Au printemps 1958, Jérôme Lindon accepte de le publier aux éditions de Minuit. Le livre, préfacé par Sartre, est aussitôt interdit. Mais la censure provoque l’inverse de l’effet escompté. Deux semaines plus tard, depuis Genève, l’éditeur Nils Andersson prend le relais. La Question passe la frontière dans des valises et circule, en France, sous le manteau. Au total, 150 000 exemplaires clandestins du livre seront diffusés, contribuant de manière décisive à lever le voile sur la torture. Trois ans après son arrestation, Henri Alleg est inculpé d’«atteinte à la sûreté extérieure de l’État». Il écope de dix ans de prison. Transféré à la prison de Rennes, il s’évade, avec la complicité de Gilberte, lors d’un séjour à l’hôpital. Aidé par des militants communistes, il rejoint la Tchécoslovaquie, où il séjourne jusqu’à la signature des accords d’Évian.

Rêve algérien

Lorsqu’il revient à Alger pour superviser la reparution d’Alger républicain, les menaces des « frères » du FLN, prêts à s’entre-tuer pour le pouvoir, sont à peine voilées. Avec Abdelhamid Benzine, Henri Alleg échappe de peu à des hommes en armes. L’équipe, pourtant, se reconstitue. L’appui technique de la Marseillaise rend possible la reparution du journal, qui fait sien le slogan des femmes de la casbah, excédées par la guerre que se livrent les factions du FLN : « Sebâa snin barakat ! » (« Sept ans de guerre, ça suffit ! »). Pourtant, le fossé entre la nouvelle Algérie du FLN et le rêve algérien d’Alleg et de ses camarades est bien là. Il se muera en incommensurable abîme. Après le coup d’État de 1965, il doit prendre la fuite. Les communistes sont pourchassés. Dans l’Arbitraire, un livre témoignant des tortures que lui infligèrent les hommes de la dictature naissante, le dirigeant communiste Bachir Hadj Ali raconte que ses tortionnaires menaçaient de faire d’Alleg, réfugié à Paris, un Ben Barka algérien.

Le combat de sa vie

L’Algérie est pourtant restée, dans le cœur du journaliste, comme le combat de sa vie. «Je suis heureux et fier d’avoir pris part au combat pour l’indépendance», nous confiait-il en mars 2012. À son retour en France, cet homme discret, érudit, d’une gentillesse exquise, a rejoint la rédaction de l’Humanité comme grand reporter, puis en devint le secrétaire général. «J’ai exercé ce métier en militant communiste, animé de convictions, aime-t-il à répéter. Ce fut pour moi un engagement, au sens fort du terme.»
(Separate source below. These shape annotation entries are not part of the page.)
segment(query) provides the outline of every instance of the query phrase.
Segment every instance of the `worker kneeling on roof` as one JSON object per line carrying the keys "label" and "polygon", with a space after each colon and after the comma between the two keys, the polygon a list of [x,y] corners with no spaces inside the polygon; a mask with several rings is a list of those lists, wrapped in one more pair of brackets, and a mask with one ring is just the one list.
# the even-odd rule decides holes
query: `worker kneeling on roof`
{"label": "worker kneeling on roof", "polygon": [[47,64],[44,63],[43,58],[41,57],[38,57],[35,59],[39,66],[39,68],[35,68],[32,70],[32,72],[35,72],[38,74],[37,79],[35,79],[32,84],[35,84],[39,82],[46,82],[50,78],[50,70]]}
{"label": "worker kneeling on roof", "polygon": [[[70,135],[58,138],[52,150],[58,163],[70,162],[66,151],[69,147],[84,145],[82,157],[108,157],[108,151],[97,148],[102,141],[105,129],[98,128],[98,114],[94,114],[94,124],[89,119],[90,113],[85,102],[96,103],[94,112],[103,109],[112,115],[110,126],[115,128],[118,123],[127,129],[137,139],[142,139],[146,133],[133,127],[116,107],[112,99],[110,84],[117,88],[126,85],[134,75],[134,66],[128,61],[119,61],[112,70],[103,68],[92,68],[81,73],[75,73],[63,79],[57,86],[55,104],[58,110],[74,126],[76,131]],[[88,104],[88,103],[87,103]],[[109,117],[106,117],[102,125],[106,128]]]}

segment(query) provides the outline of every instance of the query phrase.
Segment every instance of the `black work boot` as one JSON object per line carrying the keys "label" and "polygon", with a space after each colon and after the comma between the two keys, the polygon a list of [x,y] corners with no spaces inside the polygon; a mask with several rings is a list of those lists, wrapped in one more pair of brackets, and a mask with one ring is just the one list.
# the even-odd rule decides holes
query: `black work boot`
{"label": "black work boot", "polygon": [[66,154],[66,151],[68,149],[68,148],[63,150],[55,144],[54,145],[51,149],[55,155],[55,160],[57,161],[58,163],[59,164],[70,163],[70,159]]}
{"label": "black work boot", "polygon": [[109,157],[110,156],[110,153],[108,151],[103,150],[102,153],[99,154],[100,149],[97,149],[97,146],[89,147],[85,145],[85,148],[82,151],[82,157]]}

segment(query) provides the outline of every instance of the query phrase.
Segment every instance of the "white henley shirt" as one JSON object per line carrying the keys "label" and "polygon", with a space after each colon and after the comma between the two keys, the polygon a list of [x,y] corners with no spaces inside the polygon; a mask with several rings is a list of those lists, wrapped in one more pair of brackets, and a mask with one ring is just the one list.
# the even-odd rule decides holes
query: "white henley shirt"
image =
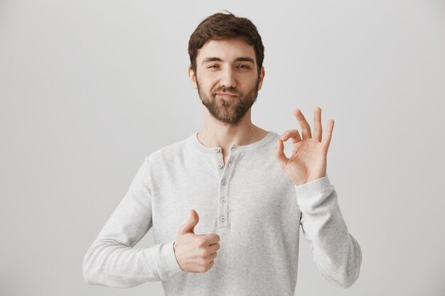
{"label": "white henley shirt", "polygon": [[[130,287],[161,280],[166,296],[294,296],[300,225],[321,275],[343,287],[358,278],[361,250],[328,175],[296,185],[274,155],[273,131],[246,146],[204,146],[198,133],[146,157],[129,189],[87,250],[91,285]],[[173,248],[190,209],[197,234],[220,240],[214,265],[186,273]],[[134,246],[153,227],[154,245]]]}

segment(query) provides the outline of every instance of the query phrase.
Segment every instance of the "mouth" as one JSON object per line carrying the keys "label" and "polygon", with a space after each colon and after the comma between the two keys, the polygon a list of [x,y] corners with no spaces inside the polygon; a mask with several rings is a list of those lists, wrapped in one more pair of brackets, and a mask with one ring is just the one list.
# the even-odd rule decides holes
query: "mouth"
{"label": "mouth", "polygon": [[236,98],[237,97],[238,97],[237,94],[230,94],[228,92],[218,92],[216,94],[216,95],[218,97],[222,97],[224,98]]}

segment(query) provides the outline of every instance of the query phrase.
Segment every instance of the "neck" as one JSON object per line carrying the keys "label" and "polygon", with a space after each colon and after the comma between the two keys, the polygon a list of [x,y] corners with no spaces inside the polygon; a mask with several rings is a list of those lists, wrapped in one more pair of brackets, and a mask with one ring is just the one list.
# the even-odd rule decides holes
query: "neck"
{"label": "neck", "polygon": [[236,125],[218,121],[203,106],[205,114],[204,127],[198,133],[198,138],[206,147],[221,147],[227,151],[232,143],[249,145],[263,138],[267,131],[256,126],[251,121],[251,109]]}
"Henri Alleg lutta pour que la vérité soit dite", souligne François Hollande. "A travers l'ensemble de son oeuvre -jusqu'à son dernier livre, Mémoire algérienne, paru en 2005-, il s'affirma comme un anticolonialiste ardent", a souligné le président de la République dans un communiqué. "Il fut un grand journaliste, d'abord à Alger Républicain, dont il assura la direction, puis à L'Humanité, dont il fut le secrétaire général et auquel il collabora jusqu'en 1980. Son livre, La Question, publié en 1958 aux éditions de Minuit, alerta notre pays sur la réalité de la torture en Algérie", a ajouté François Hollande, en soulignant que "toute sa vie, Henri Alleg lutta pour que la vérité soit dite", en restant "constamment fidèle à ses principes et à ses convictions".